Intentó abrirla sin resultado. La segunda puerta también estaba cerrada. Levantó la mirada y vio una pasarela que daba la vuelta a la enorme superestructura, pero se encontraba a más de seis metros por encima de él. Más arriba, sobre el puente, había una segunda pasarela y sobre esta, dos chimeneas cuadradas cubiertas de hollín. No había ventanas ni forma de seguir avanzando. Max estaba atrapado, y nada más aterrizar se había percatado de que el
Hercules
estaba más escorado que antes.

Cabrillo rodeó la zona habitacional buscando la forma de entrar. Dos de los laterales corrían paralelos a los bordes de la plataforma y no eran más que rejillas sobre el agua, con pasamanos a la altura de la cintura.

Había otras dos puertas, pero estaban cerradas desde dentro. Cuando alzó la vista hacia los lisos laterales de la estructura vio que habían manipulado una polea a fin de que izara una bandera en el aire a más de tres metros por encima del tejado. El cable estaba muy erosionado y pelado, pero cumplía con su cometido. Abrió el tensor que convertía el cable en un circuito cerrado y buscó con la mirada algo con que soltar un extremo. A poca distancia había un bidón medio lleno. Dado que solo podía utilizar una mano, tardó varios minutos en arrimarlo hasta la polea. Perdió unos minutos preciosos atando un extremo suelto del cable alrededor del bidón. Si el nudo fallaba lo más probable era que se partiera el cuello, así que tenía que ser perfecto. A continuación hizo un lazo para el pie en el otro extremo del cable.

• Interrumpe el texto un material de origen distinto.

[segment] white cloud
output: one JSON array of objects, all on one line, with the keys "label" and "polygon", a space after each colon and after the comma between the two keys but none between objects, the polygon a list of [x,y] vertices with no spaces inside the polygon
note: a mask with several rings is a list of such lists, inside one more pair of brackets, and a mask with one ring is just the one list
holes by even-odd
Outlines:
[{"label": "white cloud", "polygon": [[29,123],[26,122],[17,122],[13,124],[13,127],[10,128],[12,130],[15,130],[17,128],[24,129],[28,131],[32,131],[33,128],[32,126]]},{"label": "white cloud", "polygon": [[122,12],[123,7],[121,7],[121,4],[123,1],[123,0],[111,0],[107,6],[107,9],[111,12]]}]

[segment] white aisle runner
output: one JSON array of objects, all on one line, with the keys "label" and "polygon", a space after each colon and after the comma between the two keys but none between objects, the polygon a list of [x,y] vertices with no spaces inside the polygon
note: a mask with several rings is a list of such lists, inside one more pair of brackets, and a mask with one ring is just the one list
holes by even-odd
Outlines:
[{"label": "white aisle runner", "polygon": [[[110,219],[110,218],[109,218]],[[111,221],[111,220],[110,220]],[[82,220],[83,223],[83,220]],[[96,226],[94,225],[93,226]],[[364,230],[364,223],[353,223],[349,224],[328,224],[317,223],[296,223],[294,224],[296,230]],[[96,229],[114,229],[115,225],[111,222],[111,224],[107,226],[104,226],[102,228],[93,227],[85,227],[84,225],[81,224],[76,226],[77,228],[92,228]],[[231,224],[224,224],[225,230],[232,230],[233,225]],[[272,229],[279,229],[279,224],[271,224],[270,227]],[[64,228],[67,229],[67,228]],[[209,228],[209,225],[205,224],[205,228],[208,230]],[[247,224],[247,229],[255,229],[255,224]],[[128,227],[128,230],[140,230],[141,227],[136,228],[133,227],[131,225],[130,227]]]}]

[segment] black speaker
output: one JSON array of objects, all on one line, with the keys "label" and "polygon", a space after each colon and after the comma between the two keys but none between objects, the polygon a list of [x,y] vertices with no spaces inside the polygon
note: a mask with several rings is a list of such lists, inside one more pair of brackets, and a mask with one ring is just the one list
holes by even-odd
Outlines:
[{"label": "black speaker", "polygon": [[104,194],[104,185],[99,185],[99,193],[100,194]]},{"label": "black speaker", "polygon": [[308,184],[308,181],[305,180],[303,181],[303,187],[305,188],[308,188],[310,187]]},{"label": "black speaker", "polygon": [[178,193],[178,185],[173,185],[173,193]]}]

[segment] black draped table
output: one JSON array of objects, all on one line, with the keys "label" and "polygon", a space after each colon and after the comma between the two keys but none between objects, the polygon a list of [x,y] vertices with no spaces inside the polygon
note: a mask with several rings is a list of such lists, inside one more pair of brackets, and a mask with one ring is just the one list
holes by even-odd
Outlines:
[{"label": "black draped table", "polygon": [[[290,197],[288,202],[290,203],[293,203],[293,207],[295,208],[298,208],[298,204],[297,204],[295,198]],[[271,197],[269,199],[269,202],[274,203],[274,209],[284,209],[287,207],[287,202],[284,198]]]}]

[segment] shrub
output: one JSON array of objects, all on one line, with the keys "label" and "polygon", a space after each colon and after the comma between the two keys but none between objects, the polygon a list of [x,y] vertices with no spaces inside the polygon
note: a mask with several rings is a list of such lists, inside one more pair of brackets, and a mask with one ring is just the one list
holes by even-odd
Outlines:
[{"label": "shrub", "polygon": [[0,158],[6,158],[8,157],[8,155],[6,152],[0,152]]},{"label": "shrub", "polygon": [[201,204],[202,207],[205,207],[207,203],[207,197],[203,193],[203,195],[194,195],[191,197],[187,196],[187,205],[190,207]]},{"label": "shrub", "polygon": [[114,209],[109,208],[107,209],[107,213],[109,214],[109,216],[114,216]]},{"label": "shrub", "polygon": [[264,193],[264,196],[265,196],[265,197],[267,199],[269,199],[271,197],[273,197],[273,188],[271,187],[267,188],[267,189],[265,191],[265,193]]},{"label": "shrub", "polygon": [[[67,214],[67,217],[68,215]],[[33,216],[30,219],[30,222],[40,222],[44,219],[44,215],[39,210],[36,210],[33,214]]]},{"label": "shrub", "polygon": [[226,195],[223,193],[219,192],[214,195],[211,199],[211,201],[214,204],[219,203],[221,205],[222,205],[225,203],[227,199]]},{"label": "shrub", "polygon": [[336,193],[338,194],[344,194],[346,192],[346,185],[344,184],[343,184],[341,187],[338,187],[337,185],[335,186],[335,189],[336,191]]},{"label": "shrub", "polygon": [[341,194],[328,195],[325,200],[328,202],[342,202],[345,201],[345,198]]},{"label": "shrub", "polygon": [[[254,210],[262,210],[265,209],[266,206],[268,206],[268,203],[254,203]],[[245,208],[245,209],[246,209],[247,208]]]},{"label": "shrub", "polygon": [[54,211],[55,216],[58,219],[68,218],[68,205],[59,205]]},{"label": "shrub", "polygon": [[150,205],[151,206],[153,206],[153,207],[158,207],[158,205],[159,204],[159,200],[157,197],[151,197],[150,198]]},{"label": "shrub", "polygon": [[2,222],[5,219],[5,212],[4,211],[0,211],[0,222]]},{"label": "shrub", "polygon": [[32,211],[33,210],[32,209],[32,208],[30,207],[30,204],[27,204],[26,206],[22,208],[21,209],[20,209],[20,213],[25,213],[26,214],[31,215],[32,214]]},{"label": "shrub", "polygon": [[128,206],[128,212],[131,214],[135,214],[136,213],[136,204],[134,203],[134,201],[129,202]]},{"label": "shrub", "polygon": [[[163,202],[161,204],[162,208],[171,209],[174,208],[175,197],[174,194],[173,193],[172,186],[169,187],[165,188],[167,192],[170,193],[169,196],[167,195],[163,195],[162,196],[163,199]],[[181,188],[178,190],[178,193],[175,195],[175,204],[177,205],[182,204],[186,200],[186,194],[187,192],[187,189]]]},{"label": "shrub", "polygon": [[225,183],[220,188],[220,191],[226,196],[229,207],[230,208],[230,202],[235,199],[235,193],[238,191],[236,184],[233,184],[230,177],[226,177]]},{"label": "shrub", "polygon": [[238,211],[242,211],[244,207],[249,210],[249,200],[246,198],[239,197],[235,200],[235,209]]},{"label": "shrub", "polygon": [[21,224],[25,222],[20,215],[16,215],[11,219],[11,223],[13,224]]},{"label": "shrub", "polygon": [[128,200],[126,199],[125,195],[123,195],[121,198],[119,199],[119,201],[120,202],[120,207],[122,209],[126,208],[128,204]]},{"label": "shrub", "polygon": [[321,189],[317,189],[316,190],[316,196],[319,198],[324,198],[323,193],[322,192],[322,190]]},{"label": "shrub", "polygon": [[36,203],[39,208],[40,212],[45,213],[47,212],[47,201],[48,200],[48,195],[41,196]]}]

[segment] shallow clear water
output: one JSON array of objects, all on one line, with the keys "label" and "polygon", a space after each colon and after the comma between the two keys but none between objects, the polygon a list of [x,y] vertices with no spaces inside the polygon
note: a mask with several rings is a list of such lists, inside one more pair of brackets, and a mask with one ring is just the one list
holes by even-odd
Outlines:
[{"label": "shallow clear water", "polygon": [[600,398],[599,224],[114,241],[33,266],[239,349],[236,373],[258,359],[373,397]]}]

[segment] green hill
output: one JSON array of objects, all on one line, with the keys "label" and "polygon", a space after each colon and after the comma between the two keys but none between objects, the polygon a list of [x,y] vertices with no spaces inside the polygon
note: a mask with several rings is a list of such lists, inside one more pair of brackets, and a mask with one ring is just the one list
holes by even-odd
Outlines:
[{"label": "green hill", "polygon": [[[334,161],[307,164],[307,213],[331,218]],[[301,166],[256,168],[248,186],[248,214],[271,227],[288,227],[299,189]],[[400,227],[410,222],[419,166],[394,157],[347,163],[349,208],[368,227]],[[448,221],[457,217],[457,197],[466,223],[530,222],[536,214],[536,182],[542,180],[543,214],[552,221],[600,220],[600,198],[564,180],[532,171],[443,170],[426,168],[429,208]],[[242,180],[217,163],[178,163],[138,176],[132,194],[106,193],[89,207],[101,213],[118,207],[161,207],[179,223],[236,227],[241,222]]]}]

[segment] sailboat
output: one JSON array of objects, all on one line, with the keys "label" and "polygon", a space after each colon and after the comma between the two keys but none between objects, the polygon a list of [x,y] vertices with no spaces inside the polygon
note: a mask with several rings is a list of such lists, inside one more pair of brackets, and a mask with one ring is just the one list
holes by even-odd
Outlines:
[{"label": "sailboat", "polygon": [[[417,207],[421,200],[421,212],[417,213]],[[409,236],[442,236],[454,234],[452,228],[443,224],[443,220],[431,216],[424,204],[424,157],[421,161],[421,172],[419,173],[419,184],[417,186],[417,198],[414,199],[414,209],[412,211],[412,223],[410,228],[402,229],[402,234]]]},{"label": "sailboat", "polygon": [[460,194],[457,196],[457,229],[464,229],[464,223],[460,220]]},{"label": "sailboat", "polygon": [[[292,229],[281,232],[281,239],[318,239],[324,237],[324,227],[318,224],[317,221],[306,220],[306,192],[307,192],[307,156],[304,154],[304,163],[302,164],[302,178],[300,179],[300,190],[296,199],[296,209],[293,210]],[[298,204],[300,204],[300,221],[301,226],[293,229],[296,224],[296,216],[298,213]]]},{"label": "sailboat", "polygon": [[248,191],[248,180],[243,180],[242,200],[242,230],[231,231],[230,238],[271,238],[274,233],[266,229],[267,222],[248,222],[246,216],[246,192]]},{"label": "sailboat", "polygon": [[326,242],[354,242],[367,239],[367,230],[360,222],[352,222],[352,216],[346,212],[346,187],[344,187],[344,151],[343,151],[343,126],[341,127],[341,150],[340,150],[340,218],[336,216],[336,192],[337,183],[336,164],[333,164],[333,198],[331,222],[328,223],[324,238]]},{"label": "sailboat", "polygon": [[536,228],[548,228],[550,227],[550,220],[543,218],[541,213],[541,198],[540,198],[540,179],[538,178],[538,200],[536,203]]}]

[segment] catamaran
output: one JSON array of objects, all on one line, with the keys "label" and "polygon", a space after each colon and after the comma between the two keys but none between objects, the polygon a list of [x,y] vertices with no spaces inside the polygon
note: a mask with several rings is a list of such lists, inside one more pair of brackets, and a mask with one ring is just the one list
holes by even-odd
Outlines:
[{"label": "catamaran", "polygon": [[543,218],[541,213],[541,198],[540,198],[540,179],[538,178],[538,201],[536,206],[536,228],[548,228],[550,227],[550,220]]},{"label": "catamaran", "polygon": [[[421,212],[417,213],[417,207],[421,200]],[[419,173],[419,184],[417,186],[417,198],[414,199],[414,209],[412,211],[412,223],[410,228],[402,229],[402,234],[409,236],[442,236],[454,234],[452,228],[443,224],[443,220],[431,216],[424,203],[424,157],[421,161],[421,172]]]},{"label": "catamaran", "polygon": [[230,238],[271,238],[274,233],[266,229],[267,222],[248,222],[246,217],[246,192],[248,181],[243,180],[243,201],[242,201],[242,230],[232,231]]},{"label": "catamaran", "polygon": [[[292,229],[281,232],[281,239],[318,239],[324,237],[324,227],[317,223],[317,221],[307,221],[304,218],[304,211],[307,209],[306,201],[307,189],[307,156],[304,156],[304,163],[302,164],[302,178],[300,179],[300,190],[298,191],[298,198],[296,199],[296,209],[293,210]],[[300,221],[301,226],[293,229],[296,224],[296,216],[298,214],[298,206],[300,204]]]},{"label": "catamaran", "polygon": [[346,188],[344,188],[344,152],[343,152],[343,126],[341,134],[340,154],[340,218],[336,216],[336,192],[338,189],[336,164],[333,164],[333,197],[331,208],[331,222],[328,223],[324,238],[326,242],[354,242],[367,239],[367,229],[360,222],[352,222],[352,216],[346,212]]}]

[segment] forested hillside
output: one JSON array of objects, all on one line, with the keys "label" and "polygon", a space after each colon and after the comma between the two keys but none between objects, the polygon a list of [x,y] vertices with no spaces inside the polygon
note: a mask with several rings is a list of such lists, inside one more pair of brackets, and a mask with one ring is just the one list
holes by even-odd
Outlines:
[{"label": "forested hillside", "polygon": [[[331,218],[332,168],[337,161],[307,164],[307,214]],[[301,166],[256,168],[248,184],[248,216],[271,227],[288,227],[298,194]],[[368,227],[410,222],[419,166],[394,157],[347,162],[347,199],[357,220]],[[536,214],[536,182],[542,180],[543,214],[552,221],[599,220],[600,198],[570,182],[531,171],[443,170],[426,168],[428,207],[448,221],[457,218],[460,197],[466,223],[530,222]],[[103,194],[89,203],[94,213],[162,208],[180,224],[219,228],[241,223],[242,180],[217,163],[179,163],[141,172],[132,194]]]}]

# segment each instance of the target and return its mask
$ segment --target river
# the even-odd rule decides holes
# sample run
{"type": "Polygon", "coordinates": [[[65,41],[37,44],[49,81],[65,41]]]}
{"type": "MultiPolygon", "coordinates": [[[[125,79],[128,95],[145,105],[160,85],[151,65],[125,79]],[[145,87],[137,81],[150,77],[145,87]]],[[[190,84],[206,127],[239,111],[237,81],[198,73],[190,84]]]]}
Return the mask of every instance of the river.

La parte más complicada fue poner el bidón de lado. Tuvo que agacharse y empujar con la espalda mientras estiraba las piernas para inclinar el barril hasta hacerlo volcar. El líquido del interior se agitó. Acto seguido metió el pie en el lazo y empujó el barril de forma que quedase paralelo a la pendiente cada vez mayor de la plataforma. Durante unos segundos su peso bastó para mantenerlo anclado al suelo, así que apoyó el otro pie en el barril y lo empujó. La gravedad hizo el resto. El bidón comenzó a rodar por la cubierta tirando del cable de la polea y Cabrillo ascendió de forma segura por el lateral del edificio, con el pie metido en el lazo y aferrándose al cabo con la mano buena. Logró alcanzar el tejado en un par de segundos y saltó con agilidad.